Quelle est la place de ces deux techniques par rapport à la chirurgie bariatrique ?
Les indications sont différentes. La chirurgie de l'obésité est réservée, selon les recommandations de la Haute Autorité de santé, aux patients ayant un indice de masse corporelle (IMC) supérieur à 40 kg/m² ou bien à 35 kg/m² avec comorbidités liées à l'obésité (diabète, hypertension, stéatose importante, dyslipidémie, hypercholestérolémie…). Les trois principales techniques - sleeve, bypass et anneau gastrique - sont prises en charge par l'Assurance-maladie.
Pour les patients obèses ne répondant pas à ces critères, les deux techniques endoscopiques peuvent être envisagées. Depuis 2000, la pose de ballon gastrique est proposée aux patients en France, même à partir d'un IMC > 27, et depuis quatre ans, le recours à l'endosleeve est aussi possible pour un IMC > 30 dans le cadre d’évaluations scientifiques.
Ces deux approches ont montré leur efficacité à la fois sur la perte de poids et sur l'amélioration des comorbidités liées à l'obésité et sont plus simples à réaliser, moins invasives que la chirurgie bariatrique. Elles entraînent très peu de complications, avec en moyenne une perte de 17 % du poids de départ, soit en moyenne 20 kg en six mois. Néanmoins, aucune de ces deux approches endoscopiques n’est remboursée.
À noter qu'au-delà des indications et contre-indications médicales, le choix de la technique relève aussi de la volonté du patient et du dialogue avec le chirurgien.
Et quels sont les résultats à long terme ?
Comme pour la chirurgie, tout est lié au suivi. Les techniques chirurgicales et endoscopiques font office de « starters », c'est-à-dire qu'elles permettent d'aider à une perte de poids rapide, contribuant à motiver le patient, mais elles ne suffisent pas à elles seules.
C'est le suivi personnalisé avec l'accompagnement pluridisciplinaire et une activité physique régulière qui permet la pérennité de la perte de poids et l'absence de rechute. Car les rechutes sont fréquentes, notamment pour la chirurgie pour laquelle on estime qu’il y a 30 % de rechute, mais les patients ne sont pas tous réopérés. C'est très important que les patients intègrent ce risque de rechute pour les inciter à être bien suivis.

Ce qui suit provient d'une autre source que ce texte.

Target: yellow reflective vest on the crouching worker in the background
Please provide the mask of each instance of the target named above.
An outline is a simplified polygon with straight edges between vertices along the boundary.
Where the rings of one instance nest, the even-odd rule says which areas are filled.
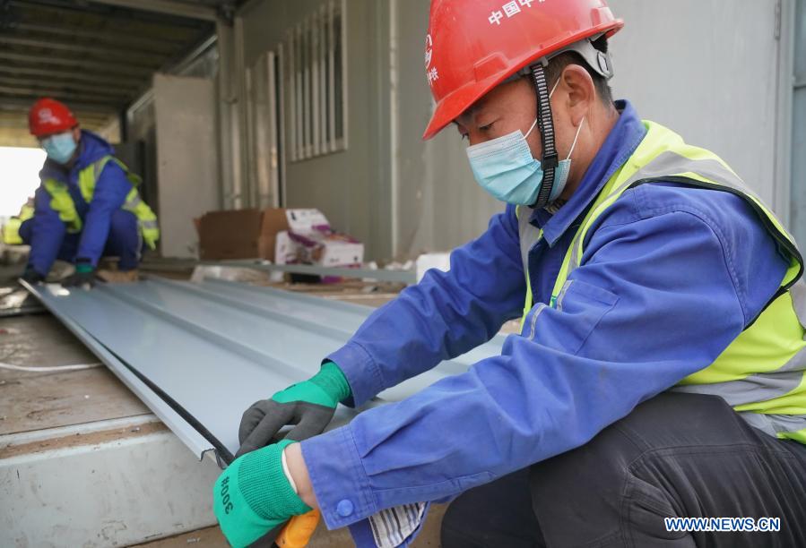
[[[126,164],[119,159],[112,156],[105,156],[79,171],[78,187],[84,201],[87,201],[87,203],[92,201],[92,196],[95,194],[95,185],[98,183],[98,177],[110,160],[114,161],[123,169],[126,173],[126,178],[129,180],[129,183],[132,184],[132,190],[126,195],[126,202],[123,204],[123,209],[134,213],[134,217],[137,218],[140,233],[143,236],[143,241],[145,241],[151,249],[156,249],[157,240],[160,239],[160,227],[157,224],[157,216],[154,215],[152,209],[140,198],[140,193],[137,192],[137,187],[143,180],[134,173],[131,173],[128,167],[126,167]],[[59,218],[67,225],[67,231],[70,233],[81,232],[82,218],[75,210],[75,203],[73,197],[67,190],[67,185],[56,181],[56,179],[48,179],[45,181],[44,185],[45,190],[50,194],[50,207],[58,212]]]

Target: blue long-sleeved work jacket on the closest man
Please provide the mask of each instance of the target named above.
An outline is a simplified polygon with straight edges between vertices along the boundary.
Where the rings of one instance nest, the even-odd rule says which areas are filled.
[[[560,263],[597,193],[644,138],[626,101],[571,199],[535,210],[544,238],[529,253],[534,304],[548,304]],[[562,310],[547,308],[533,339],[411,398],[368,410],[302,442],[328,527],[460,492],[584,445],[638,403],[706,368],[774,295],[789,264],[757,215],[731,193],[643,184],[587,236]],[[373,313],[329,356],[360,405],[462,355],[523,311],[524,269],[511,206]],[[602,295],[608,295],[602,298]],[[411,540],[412,536],[409,537]]]

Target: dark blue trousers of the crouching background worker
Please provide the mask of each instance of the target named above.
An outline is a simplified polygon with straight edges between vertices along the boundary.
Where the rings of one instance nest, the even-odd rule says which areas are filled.
[[[25,244],[30,244],[32,221],[33,219],[30,218],[20,227],[20,237]],[[64,224],[61,234],[51,235],[62,241],[56,259],[75,262],[81,236],[80,233],[67,234],[67,227]],[[134,270],[140,262],[142,251],[143,238],[140,236],[140,228],[137,226],[137,218],[134,217],[134,213],[126,210],[117,210],[112,213],[104,256],[118,257],[120,259],[117,264],[118,270]]]

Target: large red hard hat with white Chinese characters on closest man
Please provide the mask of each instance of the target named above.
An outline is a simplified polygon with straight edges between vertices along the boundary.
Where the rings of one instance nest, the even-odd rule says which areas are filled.
[[[423,139],[522,68],[623,26],[605,0],[431,0],[425,64],[437,107]]]

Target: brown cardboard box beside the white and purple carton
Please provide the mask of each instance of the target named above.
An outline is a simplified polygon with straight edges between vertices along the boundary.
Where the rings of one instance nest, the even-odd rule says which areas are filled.
[[[198,228],[203,261],[273,261],[277,234],[289,225],[283,209],[228,210],[205,213]]]

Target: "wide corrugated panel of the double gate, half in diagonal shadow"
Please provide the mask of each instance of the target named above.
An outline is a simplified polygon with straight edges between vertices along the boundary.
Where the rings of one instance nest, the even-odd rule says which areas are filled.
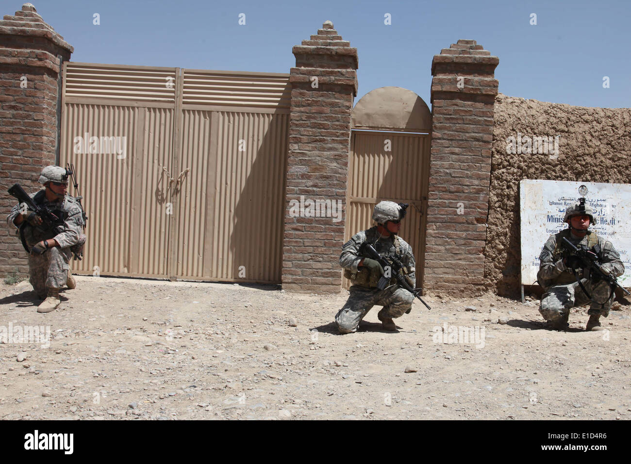
[[[218,112],[217,124],[211,276],[280,282],[289,117]]]

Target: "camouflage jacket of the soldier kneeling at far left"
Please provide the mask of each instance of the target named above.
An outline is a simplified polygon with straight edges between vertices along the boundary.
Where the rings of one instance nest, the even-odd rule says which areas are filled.
[[[61,217],[59,225],[64,229],[61,233],[56,234],[52,230],[43,230],[39,227],[32,227],[30,224],[25,226],[24,237],[28,247],[32,247],[42,240],[55,239],[61,248],[71,247],[80,242],[83,235],[83,215],[81,214],[81,206],[78,201],[70,195],[64,196],[63,200],[48,201],[44,195],[44,191],[40,190],[29,195],[38,205],[47,207],[57,217]],[[27,205],[20,203],[13,206],[11,213],[6,218],[9,227],[15,227],[15,234],[19,236],[19,228],[13,223],[20,211],[27,208]],[[21,225],[21,224],[20,224]],[[85,240],[85,239],[84,239]]]

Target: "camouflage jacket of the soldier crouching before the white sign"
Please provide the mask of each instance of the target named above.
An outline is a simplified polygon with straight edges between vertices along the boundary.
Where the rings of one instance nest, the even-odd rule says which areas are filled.
[[[620,261],[620,254],[618,254],[610,241],[591,231],[588,231],[585,237],[581,239],[572,235],[570,229],[564,229],[557,234],[550,235],[543,249],[541,249],[537,280],[544,289],[549,288],[551,285],[576,282],[574,271],[563,264],[563,258],[569,256],[570,251],[560,246],[562,237],[569,239],[576,247],[581,245],[594,251],[598,255],[599,263],[603,268],[613,272],[616,277],[623,275],[625,272],[625,266]],[[594,249],[596,244],[598,244],[600,253],[598,253],[598,249]],[[584,270],[582,277],[589,278],[587,270]]]

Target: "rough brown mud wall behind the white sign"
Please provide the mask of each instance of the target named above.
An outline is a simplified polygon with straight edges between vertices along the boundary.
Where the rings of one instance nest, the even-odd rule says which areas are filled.
[[[517,298],[521,265],[519,181],[628,184],[631,109],[577,107],[499,94],[494,114],[485,282],[497,294]],[[560,136],[558,157],[555,153],[507,153],[507,138],[517,138],[518,133]]]

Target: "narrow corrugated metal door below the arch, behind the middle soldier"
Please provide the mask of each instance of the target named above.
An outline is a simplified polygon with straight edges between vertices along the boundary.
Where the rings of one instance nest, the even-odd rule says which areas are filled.
[[[345,240],[372,227],[372,211],[379,201],[410,203],[399,235],[416,258],[417,285],[425,256],[429,150],[427,134],[353,131],[351,136]],[[343,279],[343,287],[348,286]]]

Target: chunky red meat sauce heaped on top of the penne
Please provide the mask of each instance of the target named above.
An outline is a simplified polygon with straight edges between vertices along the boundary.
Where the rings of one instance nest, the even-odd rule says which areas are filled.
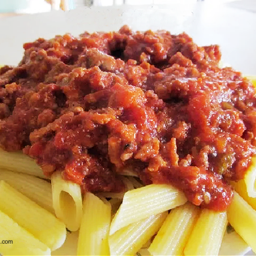
[[[83,190],[121,191],[124,170],[225,210],[255,156],[255,89],[185,33],[87,32],[24,45],[0,69],[0,145]]]

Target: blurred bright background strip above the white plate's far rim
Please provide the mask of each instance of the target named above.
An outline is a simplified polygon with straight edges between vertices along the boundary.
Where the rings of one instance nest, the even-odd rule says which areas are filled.
[[[72,10],[81,6],[117,5],[168,5],[178,0],[0,0],[0,17],[22,13],[50,12],[51,10]],[[191,2],[230,2],[238,8],[256,12],[256,0],[187,0]]]

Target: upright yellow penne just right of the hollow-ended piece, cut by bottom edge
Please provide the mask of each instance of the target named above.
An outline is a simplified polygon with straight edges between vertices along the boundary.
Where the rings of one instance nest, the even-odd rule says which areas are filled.
[[[111,205],[92,193],[83,199],[83,216],[79,230],[77,255],[109,255]]]

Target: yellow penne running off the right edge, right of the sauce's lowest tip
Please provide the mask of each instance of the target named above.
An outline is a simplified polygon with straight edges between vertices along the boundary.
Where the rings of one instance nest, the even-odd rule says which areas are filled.
[[[256,252],[256,211],[236,192],[227,209],[227,217],[234,230]]]

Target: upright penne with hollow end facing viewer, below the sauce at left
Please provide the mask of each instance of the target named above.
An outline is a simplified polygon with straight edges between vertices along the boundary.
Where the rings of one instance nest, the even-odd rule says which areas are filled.
[[[52,177],[53,208],[56,216],[62,220],[70,231],[80,227],[82,218],[81,187],[72,181],[64,180],[60,172]]]

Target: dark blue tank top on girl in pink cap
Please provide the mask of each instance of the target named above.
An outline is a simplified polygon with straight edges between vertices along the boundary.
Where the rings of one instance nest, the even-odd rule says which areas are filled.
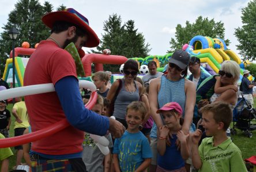
[[[157,155],[157,164],[165,170],[177,170],[185,166],[185,161],[180,154],[180,150],[177,150],[175,144],[177,136],[173,134],[173,139],[170,138],[171,146],[166,146],[166,150],[163,156]]]

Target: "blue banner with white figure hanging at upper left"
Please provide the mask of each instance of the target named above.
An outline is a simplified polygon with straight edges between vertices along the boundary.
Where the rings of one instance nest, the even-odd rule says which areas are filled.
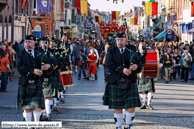
[[[51,0],[37,0],[37,14],[51,15]]]

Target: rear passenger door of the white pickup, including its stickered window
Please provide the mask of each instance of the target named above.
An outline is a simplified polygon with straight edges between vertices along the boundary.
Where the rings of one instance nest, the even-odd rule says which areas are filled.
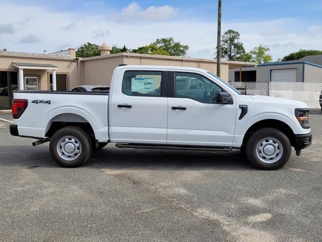
[[[112,142],[167,143],[167,71],[120,71],[118,76],[123,79],[117,80],[110,96],[114,98],[109,130]]]

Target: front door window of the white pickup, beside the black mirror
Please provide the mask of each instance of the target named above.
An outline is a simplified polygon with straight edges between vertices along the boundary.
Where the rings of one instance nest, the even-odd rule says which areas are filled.
[[[206,77],[195,73],[175,73],[175,97],[213,103],[222,89]]]

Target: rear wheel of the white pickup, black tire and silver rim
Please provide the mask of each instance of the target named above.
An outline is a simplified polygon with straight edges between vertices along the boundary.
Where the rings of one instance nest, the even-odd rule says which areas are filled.
[[[70,155],[65,152],[65,149],[67,151],[66,146],[64,146],[64,148],[62,148],[61,145],[59,147],[57,146],[58,143],[64,144],[62,142],[71,143],[71,147],[74,145],[74,151],[72,151]],[[71,148],[71,150],[72,149],[73,148]],[[78,153],[77,149],[79,150]],[[63,167],[79,167],[90,158],[92,154],[92,142],[90,136],[84,130],[78,127],[68,126],[56,131],[56,133],[52,136],[49,144],[49,151],[51,157],[59,165]]]

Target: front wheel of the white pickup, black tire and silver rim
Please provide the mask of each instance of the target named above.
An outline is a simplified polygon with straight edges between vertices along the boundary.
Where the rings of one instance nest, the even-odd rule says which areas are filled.
[[[268,147],[270,144],[271,146]],[[265,147],[267,153],[271,152],[274,156],[267,155]],[[255,167],[263,170],[277,170],[289,160],[292,149],[291,143],[284,133],[273,128],[263,128],[251,134],[245,151],[247,158]]]

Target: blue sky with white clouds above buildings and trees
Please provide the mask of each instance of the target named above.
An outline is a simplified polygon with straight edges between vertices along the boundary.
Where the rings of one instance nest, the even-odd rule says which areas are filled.
[[[156,38],[189,45],[190,57],[214,58],[217,0],[0,0],[0,49],[42,53],[86,42],[137,48]],[[222,0],[221,34],[240,33],[277,61],[299,49],[322,50],[321,0]]]

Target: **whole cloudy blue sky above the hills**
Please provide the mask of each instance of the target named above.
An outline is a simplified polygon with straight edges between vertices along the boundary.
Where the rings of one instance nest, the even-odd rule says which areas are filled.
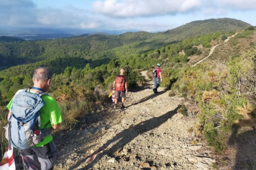
[[[256,25],[255,0],[0,0],[0,26],[164,31],[208,18]]]

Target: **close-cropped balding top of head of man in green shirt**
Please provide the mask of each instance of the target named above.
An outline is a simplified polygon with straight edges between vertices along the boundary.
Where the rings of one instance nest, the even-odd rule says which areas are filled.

Le temps du suivi dépend de différents facteurs : du bilan de départ, fait en amont de l'intervention, mais aussi de la façon dont les patients évoluent et souvent du contexte psychologique.
Avec l'avènement de la téléconsultation, le suivi peut aussi bien être réalisé en présentiel qu'à distance, ce qui facilite grandement la surveillance, car ce n'est pas toujours simple pour les patients d'aller en consultation régulièrement.
De nouveaux médicaments viennent d'être autorisés dans l'obésité et d'autres, prometteurs, sont en cours d'évaluation. Quelle doit être leur place face aux techniques chirurgicales et non chirurgicales ?
Nous sommes à l'aube d'une nouvelle ère : les différentes approches me semblent complémentaires et peuvent être combinées dans une prise en charge pluridisciplinaire et personnalisée. Je pense que l'on va bientôt tendre vers une prise en charge semblable à celle des cancers, associant chirurgie et différentes approches thérapeutiques. L'obésité est une maladie chronique pour laquelle nous disposons désormais de techniques interventionnelles, chirurgicales ou non, des médicaments qui vont être de plus en plus efficaces et des approches non médicamenteuses (activité physique, approche nutritionnelle, etc.).
Ces médicaments ne remplaceront sans doute pas la chirurgie, qui restera indiquée en dernier recours. L'objectif est toutefois d'éviter d'en arriver là alors que la chirurgie bariatrique n'est pas sans risque. Elle entraîne des fistules dans 2 % des cas et une hémorragie dans 3 % des cas.